Comment 25 Vincent Penquerc'h 2015-10-29 11:40:14 UTC
Created attachment 314382 [details] [review]
unsigned durations

Here's a patch with the sscanf/strstr requested change, but without the move to 64 bit.
Comment 26 Florin Apostol 2015-10-30 16:12:34 UTC
Review of attachment 314382 [details] [review]:

::: ext/dash/gstmpdparser.c
@@ +979,3 @@
+          GST_WARNING ("'-' sign found while parsing unsigned duration");
+          goto error;
+        }

if negative durations are accepted, this is not where the '-' sign should be. It should be before P.
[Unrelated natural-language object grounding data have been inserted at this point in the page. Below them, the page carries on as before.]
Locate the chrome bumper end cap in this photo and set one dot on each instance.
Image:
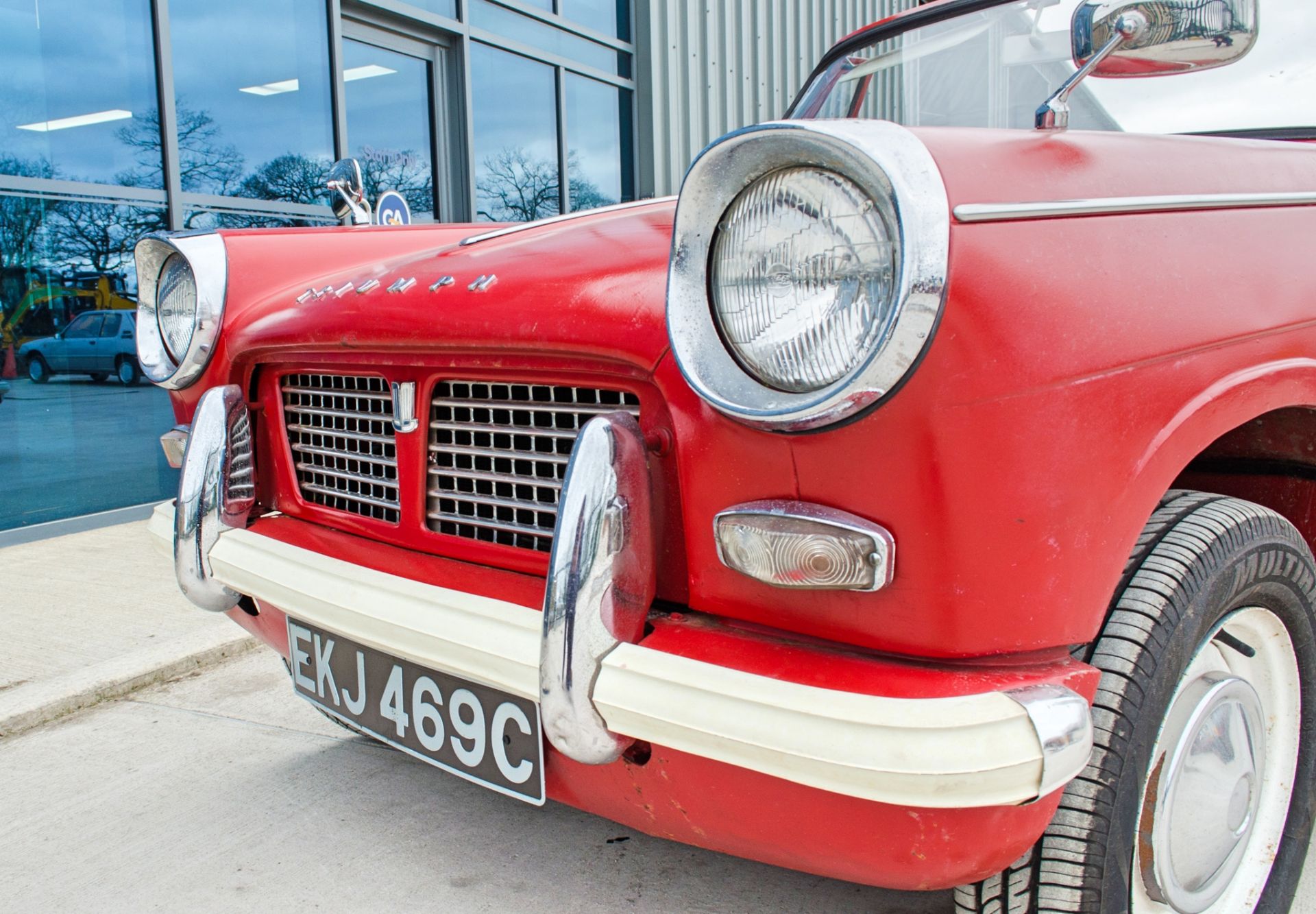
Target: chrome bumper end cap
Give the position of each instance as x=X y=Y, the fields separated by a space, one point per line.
x=216 y=490
x=600 y=582
x=1064 y=725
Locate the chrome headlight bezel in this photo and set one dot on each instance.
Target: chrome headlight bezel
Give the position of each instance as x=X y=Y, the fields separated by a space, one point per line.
x=897 y=170
x=207 y=257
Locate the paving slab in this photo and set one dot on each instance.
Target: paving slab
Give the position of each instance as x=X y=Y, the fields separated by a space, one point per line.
x=93 y=615
x=224 y=792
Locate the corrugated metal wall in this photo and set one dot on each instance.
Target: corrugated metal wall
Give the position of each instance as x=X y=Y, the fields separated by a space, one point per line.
x=711 y=66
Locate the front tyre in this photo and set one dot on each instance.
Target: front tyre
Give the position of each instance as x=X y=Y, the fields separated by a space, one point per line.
x=1199 y=793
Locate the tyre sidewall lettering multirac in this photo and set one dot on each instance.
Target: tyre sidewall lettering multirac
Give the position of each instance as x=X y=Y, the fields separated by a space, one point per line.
x=1260 y=562
x=1199 y=559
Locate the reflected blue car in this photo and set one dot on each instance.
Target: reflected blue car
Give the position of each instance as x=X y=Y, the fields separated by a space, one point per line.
x=95 y=343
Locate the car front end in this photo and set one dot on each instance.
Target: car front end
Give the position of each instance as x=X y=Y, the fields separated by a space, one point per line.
x=478 y=459
x=772 y=519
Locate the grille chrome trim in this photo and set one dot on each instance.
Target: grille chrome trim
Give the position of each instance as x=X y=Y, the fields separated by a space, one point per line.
x=523 y=530
x=499 y=452
x=520 y=406
x=350 y=436
x=343 y=430
x=360 y=396
x=503 y=477
x=504 y=455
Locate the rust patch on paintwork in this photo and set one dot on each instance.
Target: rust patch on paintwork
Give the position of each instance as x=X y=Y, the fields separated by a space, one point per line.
x=1147 y=818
If we do not need to support parsing negative durations, I suggest doing a single search at the beginning. If we do want to support parsing negative durations, the original code did it ok: search for the first occurrence, test that it is at the beginning, search again for a second occurrence that should not exist.
Comment 27 Vincent Penquerc'h 2015-10-30 16:24:47 UTC
Created attachment 314504 [details] [review]
unsigned durations

I think we want to keep to unsigned durations at this point.

Signed check moved.
Comment 28 Florin Apostol 2015-10-30 16:27:13 UTC
Review of attachment 314504 [details] [review]:

::: ext/dash/gstmpdparser.c
@@ +1021,3 @@
+          GST_WARNING ("'-' sign found while parsing unsigned duration");
+          goto error;
+        }

there was another one here

You can merge it after your remove this one
Comment 29 Vincent Penquerc'h 2015-10-30 16:32:06 UTC
commit e48e68416cd2698ed821748ac89e198b61c95391
Author: Vincent Penquerc'h <vincent.penquerch@collabora.co.uk>
Date:   Thu Oct 29 11:38:35 2015 +0000

    mpdparser: make durations unsigned where appropriate
    
    The standard does not seem to make any particular explicit not
    implicit reference to the signedness of durations, and the code
    does not rely on such, nor on the negativity of the -1 value
    that's used as a placeholder when a duration property is not
    present in the XML.
    
    https://bugzilla.gnome.org/show_bug.cgi?id=750847
Comment 30 Vincent Penquerc'h 2015-10-30 16:32:52 UTC
Created attachment 314505 [details] [review]
unsigned durations

The one I pushed, with the second sign check removed.